Hello hello ! J'ai écrit ce texte dans le cadre d'un entretient d'embauche (plutôt cool comme entretien !) je n'ai pas été prise, mais je voulais rendre publique ce texte. Façon Clexa, mais imaginez qui vous voudrez : enjoy !
Comme tous les jeudis soirs. Je l'attendais. Près du pont je l'attendais. Au-dessus du ruisseau sombre, sève noire et épaisse qui descendait la vallée. Le mois d'octobre était froid mais le ciel clair. Onze heures passées, une nuit sans lune. Les étoiles brillaient toutes à l'unisson. Elles se reflétaient dans l'eau bleue. Une marbrure scintillante épousa une vaguelette, je levai la tête. Sans doute une étoile filante. Je la suivis du regard traverser la voûte céleste d'Est en Ouest puis elle disparut aussi vite qu'elle était apparue. Je retournai à ma contemplation du miroir d'eau, théâtre parodique du jeu des étoiles. Une brise glaciale fit vibrer les mailles de ma parka et décala légèrement mon béret. Je ne m'en souciai pas. Happée par les points lumineux voulant fuir avec le courant, mais retenus par une force incroyable. Chaque étoile condamnée à rester fixée là pour l'éternité, presque. Peut-être que d'ici des millénaires, une réussirait à imploser ou à s'évaporer pour obtenir sa liberté. Sa poussière se fondrait dans le ruisseau pour accéder à l'au-delà céleste. Je n'en savais rien. Elle, peut-être savait-elle ? Ses mains calleuses connaissaient mieux le bois piquant que les astres, pourtant, elle était sûrement dans la confidence. Sinon, comment aurais-je fait pour tomber amoureuse ? L'éclat de son sourire qui transparaissait aussi dans ses yeux, ne venait-il pas un peu des constellations ? Une femme qui n'a pas les pieds sur terre. C'était ce que mon père répétait, comme une menace. Mon amazone née sur la lune, comme aimais-je lui susurrer. C'était elle, l'étoile. Électre ou Izar ? Adhara ou Eltanin ? Peut-être qu'elle avait déjà transcendé les siècles, terminé en poussière, dans mon ruisseau, remonté le courant, nagé dans la mer jusqu'au Laos, pris le bateau pour me revenir sur ce pont et me bousculer si innocemment. Peut-être que c'était elle, l'étoile. Mon étoile. Cet être qui avait ramené la lumière dans mon cœur.
— Clarke ?
Sa voix. Une illumination. Je ne me retournai pas. Comme tous les jeudis. J'attendais. Qu'elle fasse le premier pas. Sa main se posa sur mon épaule. Son nez se hâta contre ma nuque. Ses lèvres gercées embrassèrent ma peau. Ma main glissa dans ses cheveux.
— Tu vas tête-nue mon amour ? Tu risques d'attraper froid.
— Clarke, tu t'inquiètes trop.
La fin de sa phrase finit en baiser sur mon oreille. Elle attrapa mes hanches et me fit pivoter. Face à elle, je souris. Son visage imita le mien. Son visage s'approcha du mien. Nos visages fusionnèrent. Le baiser éclatant. Le baiser sauveur. Mon amante lunaire.
— Pourquoi tu ne m'attends pas, là-bas, Clarke, sous l'auvent ?
— Je veux voir tes yeux couler sous le pont.
— C'est toi qui as la tête dans les étoiles, Clarke, je ne te comprends pas. Mais ce n'est pas grave...
Elle captura mes lèvres comme elle savait si bien le faire. Sa langue courut contre la mienne, lisse comme le ruisseau, étonnante comme les galaxies. Elle se décolla, une buée blanche nous sépara. La voie lactée... Je rêvais !

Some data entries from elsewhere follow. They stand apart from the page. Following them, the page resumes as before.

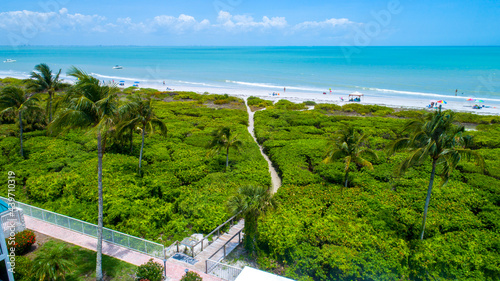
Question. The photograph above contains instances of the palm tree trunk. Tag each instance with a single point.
(21, 131)
(227, 157)
(429, 191)
(100, 215)
(50, 106)
(142, 147)
(131, 140)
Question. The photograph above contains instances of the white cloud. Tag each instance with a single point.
(247, 23)
(326, 24)
(30, 23)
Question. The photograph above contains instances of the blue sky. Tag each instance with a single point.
(247, 23)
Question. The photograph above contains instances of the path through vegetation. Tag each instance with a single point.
(276, 180)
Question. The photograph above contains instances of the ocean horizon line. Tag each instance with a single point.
(270, 46)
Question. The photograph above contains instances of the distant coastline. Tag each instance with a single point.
(408, 77)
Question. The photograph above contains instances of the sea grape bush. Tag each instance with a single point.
(151, 271)
(371, 230)
(181, 190)
(22, 242)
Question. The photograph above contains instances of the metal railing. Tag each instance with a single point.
(12, 221)
(213, 265)
(223, 271)
(217, 229)
(111, 236)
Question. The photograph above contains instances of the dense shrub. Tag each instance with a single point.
(329, 107)
(321, 231)
(181, 191)
(151, 271)
(22, 270)
(22, 242)
(258, 102)
(288, 105)
(191, 276)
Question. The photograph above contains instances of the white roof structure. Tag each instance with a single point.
(252, 274)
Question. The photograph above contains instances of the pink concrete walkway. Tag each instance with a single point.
(175, 270)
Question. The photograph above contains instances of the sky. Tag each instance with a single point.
(250, 23)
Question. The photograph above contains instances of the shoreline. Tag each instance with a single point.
(455, 103)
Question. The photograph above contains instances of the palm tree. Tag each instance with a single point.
(91, 105)
(13, 99)
(348, 146)
(141, 112)
(45, 81)
(440, 140)
(251, 201)
(224, 139)
(52, 263)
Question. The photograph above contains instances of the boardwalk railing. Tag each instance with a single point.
(211, 234)
(12, 221)
(223, 271)
(112, 236)
(215, 267)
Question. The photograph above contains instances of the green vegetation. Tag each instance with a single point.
(140, 112)
(42, 80)
(191, 276)
(319, 230)
(90, 105)
(371, 230)
(180, 192)
(56, 258)
(251, 201)
(22, 242)
(52, 263)
(151, 271)
(224, 139)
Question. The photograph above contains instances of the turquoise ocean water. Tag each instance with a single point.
(385, 72)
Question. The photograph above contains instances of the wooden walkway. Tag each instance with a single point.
(215, 248)
(175, 270)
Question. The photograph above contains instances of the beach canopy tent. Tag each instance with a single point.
(356, 96)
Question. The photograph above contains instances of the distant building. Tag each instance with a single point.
(252, 274)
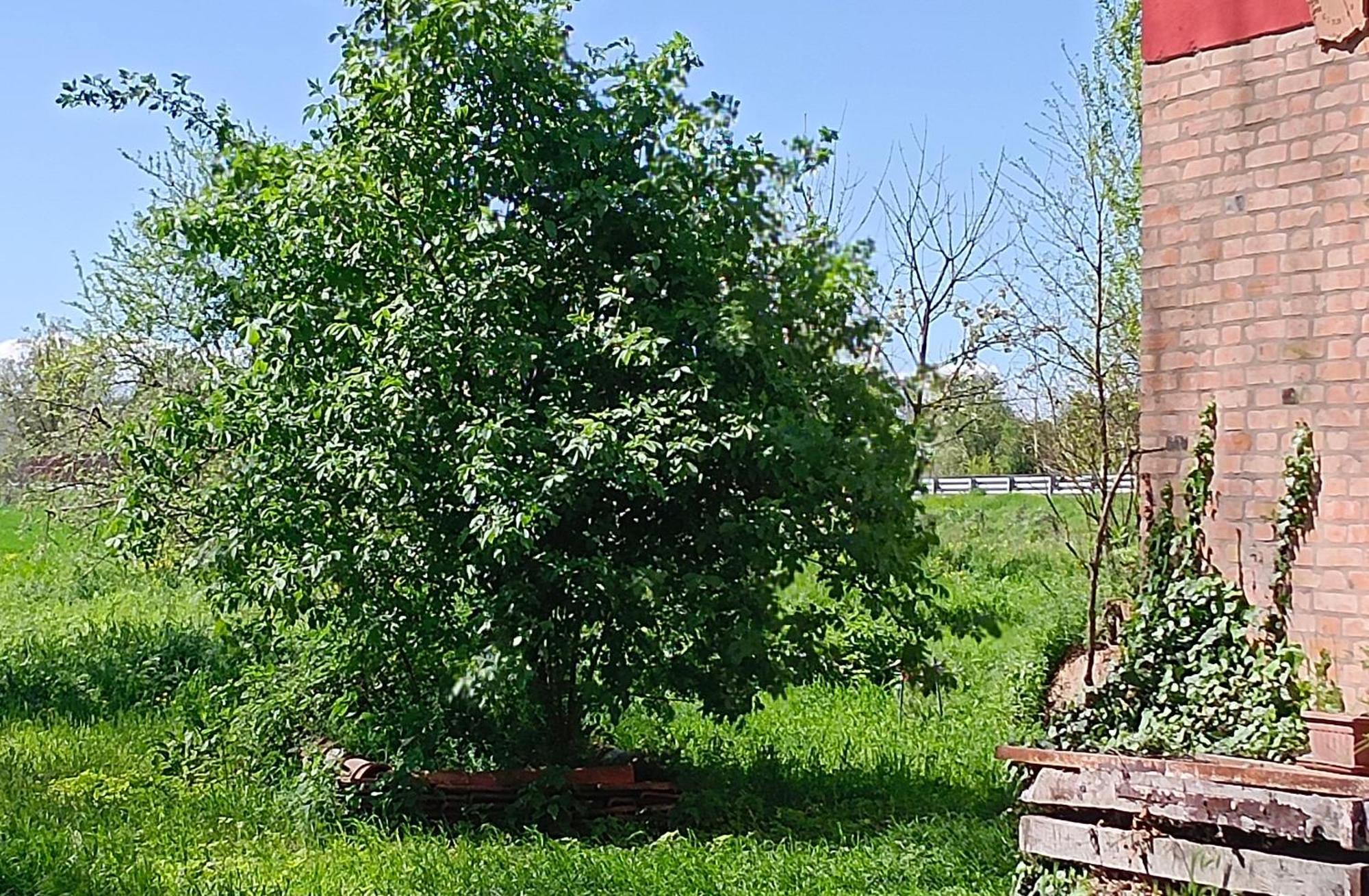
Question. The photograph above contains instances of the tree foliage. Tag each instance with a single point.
(535, 400)
(1203, 667)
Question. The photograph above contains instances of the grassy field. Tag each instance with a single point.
(823, 791)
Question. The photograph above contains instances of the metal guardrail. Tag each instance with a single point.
(1025, 484)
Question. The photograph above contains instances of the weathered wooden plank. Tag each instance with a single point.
(1308, 817)
(1174, 859)
(1266, 774)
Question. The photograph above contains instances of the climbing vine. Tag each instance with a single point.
(1203, 667)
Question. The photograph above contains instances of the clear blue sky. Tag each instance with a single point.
(970, 75)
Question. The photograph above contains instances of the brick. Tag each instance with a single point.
(1256, 292)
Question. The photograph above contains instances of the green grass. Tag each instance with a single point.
(822, 791)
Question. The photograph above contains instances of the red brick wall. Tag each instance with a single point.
(1256, 216)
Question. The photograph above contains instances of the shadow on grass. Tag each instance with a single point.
(101, 670)
(774, 799)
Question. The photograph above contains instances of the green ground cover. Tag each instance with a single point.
(822, 791)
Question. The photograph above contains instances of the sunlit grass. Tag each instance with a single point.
(821, 791)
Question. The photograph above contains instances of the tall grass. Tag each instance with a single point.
(852, 789)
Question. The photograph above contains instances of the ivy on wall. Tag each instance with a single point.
(1203, 667)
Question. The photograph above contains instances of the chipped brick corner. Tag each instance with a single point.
(1256, 295)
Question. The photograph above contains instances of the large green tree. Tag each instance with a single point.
(537, 391)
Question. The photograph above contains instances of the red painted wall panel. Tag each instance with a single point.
(1178, 28)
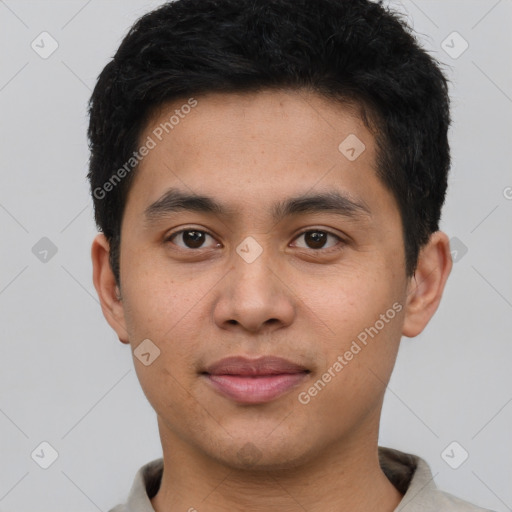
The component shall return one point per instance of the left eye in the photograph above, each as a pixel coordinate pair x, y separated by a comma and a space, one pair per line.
192, 238
316, 239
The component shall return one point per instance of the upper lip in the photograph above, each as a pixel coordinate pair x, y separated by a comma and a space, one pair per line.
265, 365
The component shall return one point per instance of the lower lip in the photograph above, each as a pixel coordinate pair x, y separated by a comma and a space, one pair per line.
255, 390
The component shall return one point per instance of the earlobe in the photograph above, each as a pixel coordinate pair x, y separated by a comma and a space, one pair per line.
106, 287
426, 287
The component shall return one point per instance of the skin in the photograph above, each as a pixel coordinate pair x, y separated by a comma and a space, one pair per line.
297, 300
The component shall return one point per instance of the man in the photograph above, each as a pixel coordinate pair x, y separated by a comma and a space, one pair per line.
268, 178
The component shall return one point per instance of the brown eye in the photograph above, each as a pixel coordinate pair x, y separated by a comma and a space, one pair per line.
190, 238
316, 239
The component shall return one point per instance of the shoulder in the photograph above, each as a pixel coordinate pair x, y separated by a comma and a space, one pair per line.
144, 487
412, 476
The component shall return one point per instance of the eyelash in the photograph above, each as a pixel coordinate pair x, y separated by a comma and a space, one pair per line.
329, 249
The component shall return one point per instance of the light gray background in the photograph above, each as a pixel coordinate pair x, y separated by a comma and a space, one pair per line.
67, 380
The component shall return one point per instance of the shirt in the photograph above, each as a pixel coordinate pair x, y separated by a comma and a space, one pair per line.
410, 474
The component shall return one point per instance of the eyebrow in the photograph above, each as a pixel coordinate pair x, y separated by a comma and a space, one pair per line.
176, 200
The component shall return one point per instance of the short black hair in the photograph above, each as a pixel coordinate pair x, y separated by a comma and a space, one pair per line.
356, 52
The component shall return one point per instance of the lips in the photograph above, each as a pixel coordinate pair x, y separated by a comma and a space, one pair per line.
253, 381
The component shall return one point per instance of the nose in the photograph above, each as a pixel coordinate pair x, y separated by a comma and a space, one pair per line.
255, 296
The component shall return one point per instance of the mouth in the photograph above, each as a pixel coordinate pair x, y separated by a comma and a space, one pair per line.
254, 381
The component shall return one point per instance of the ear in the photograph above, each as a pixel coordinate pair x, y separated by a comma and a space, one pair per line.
426, 286
106, 287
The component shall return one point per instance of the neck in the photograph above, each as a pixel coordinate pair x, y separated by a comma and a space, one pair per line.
344, 477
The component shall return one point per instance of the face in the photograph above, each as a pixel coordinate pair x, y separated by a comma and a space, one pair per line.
294, 252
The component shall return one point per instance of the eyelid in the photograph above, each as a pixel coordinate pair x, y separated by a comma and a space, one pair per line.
341, 239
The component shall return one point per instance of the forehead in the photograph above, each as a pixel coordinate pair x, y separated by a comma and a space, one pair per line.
250, 149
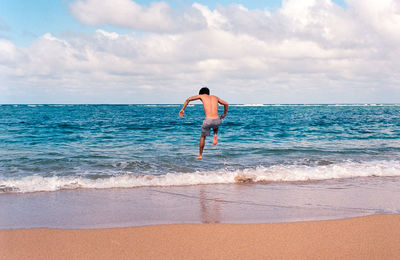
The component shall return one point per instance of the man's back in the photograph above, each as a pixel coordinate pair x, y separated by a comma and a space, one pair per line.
210, 104
212, 120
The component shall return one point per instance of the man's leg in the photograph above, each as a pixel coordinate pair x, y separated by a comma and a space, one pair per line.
215, 141
202, 142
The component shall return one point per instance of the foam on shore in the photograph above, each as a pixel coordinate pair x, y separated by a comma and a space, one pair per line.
275, 173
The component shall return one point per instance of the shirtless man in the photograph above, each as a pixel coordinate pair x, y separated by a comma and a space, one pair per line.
212, 120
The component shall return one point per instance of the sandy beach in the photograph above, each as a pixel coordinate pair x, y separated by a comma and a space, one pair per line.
372, 237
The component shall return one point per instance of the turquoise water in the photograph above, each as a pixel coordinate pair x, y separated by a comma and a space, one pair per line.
53, 147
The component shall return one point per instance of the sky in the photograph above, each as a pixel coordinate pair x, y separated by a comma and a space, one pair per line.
252, 52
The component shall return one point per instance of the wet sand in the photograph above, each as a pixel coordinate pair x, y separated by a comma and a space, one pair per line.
371, 237
201, 204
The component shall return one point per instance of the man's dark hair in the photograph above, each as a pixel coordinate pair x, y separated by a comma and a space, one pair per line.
204, 91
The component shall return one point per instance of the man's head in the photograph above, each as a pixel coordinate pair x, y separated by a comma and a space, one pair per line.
204, 90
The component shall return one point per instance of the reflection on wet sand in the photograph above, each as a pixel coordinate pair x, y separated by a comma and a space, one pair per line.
210, 208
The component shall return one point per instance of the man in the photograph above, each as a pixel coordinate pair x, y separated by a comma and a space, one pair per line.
212, 120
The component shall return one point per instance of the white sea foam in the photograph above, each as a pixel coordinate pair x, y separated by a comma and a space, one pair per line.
276, 173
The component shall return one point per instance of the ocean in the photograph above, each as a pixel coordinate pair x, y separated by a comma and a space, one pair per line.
54, 147
323, 149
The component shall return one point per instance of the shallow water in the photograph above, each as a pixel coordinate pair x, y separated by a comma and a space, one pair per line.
56, 147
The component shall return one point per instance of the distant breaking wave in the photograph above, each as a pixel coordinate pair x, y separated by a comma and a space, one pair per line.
276, 173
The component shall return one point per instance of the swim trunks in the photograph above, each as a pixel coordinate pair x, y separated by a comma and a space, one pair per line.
209, 123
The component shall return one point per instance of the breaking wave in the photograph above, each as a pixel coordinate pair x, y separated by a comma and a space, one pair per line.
275, 173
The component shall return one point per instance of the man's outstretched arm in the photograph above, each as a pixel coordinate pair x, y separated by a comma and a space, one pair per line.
182, 112
226, 105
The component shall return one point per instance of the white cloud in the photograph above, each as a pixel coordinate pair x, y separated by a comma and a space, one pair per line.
306, 51
158, 17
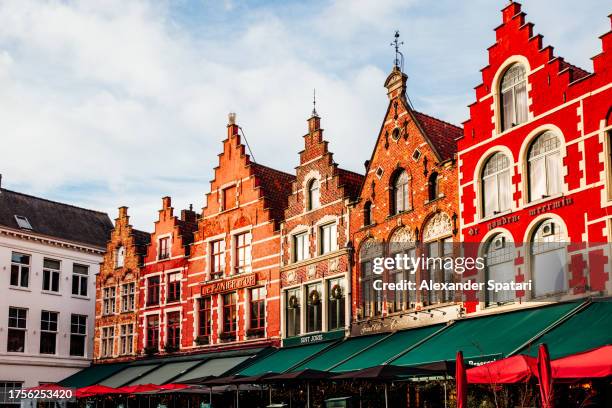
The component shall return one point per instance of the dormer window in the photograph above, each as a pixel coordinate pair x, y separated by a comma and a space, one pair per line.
23, 222
513, 97
313, 194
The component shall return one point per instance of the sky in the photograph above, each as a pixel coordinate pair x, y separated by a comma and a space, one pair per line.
116, 102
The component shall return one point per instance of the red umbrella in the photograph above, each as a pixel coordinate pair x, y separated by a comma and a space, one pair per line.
93, 390
545, 376
461, 380
515, 369
595, 363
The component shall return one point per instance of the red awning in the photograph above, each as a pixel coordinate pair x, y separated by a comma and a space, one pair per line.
595, 363
515, 369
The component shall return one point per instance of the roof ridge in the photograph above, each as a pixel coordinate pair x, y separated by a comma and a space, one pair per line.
52, 201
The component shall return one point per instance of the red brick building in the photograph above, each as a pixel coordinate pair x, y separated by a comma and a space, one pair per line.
409, 197
534, 168
234, 265
316, 264
163, 295
117, 292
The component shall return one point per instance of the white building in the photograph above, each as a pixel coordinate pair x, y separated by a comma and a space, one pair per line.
49, 257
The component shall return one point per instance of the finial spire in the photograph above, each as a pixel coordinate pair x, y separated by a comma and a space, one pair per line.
399, 57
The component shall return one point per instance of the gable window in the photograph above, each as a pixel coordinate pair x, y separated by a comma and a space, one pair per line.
174, 330
51, 269
292, 312
119, 257
108, 300
174, 287
300, 247
314, 307
17, 329
400, 193
327, 238
153, 284
204, 316
20, 270
106, 341
126, 338
243, 252
78, 332
313, 200
48, 332
513, 94
548, 259
127, 297
544, 166
79, 279
153, 332
217, 252
496, 185
367, 213
164, 248
433, 188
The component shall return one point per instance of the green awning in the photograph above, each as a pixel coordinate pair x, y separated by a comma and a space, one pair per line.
486, 338
387, 348
165, 372
215, 366
340, 352
128, 375
91, 375
285, 358
587, 329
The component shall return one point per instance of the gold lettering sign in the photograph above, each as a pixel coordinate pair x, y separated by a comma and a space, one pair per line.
229, 285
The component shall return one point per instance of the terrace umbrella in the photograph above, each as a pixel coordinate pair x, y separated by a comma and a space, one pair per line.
461, 380
545, 376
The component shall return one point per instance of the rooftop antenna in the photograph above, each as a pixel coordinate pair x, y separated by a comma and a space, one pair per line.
399, 57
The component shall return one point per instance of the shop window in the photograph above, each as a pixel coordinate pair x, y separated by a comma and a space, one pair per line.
400, 193
513, 97
174, 287
243, 253
153, 286
496, 185
313, 199
336, 292
108, 300
20, 270
300, 247
17, 330
314, 307
328, 238
51, 271
544, 164
292, 312
499, 261
78, 333
548, 259
79, 279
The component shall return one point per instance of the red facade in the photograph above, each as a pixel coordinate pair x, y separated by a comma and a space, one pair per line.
534, 165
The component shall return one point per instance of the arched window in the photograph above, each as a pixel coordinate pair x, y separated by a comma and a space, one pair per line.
367, 213
496, 185
499, 257
120, 257
544, 166
513, 94
432, 186
548, 259
313, 194
401, 198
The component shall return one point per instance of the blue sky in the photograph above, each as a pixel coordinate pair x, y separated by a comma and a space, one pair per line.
116, 102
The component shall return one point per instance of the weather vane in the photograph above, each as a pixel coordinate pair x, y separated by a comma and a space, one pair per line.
399, 57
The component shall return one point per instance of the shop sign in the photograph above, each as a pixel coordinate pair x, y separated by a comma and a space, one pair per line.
228, 285
313, 338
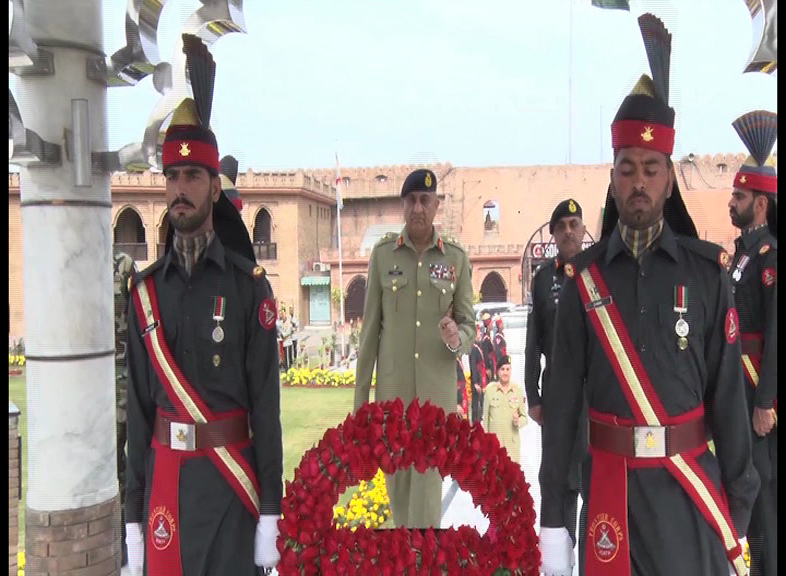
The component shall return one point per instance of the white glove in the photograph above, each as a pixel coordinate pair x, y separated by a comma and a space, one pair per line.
135, 542
556, 552
265, 551
743, 542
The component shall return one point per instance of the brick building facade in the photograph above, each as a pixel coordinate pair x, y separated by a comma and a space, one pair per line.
497, 213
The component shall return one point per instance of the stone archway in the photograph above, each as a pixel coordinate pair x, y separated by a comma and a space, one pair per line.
493, 288
355, 299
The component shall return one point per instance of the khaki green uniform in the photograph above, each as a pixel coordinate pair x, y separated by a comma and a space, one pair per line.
499, 406
123, 267
407, 295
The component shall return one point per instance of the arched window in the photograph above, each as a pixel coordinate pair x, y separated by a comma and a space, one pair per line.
129, 234
263, 247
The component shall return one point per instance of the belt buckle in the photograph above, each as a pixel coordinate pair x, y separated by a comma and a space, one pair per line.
649, 441
182, 436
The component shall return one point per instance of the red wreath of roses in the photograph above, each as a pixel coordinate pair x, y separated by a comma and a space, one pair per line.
383, 435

Elle noua sa main dans la mienne. Nos doigts s'associèrent. Chauds et tendres.
— Où m'emmènes-tu ce soir ?
— Chez Carène, Clarke.
— Une place au coin du feu ? Un petit verre de Cognac ?
— Si tu veux mon amour, si tu veux Clarke...
Je me pressai contre elle, prête à partir.
— Attends !
Elle arrêta son avancée et me laissa admirer une dernière fois l'eau vive. Les étoiles avaient disparu. Je levai les yeux. Un voile nuageux venait tacher le ciel. Les étoiles disparaissaient toujours lorsqu'elle arrivait. Je tirai sur son bras pour la rapprocher du bord du pont. Seules ses prunelles brillèrent dans le reflet.
— On peut y aller.
Elle ricana, remit mon béret droit, me resserra contre elle, et nous fit quitter le pont, le ruisseau et les étoiles.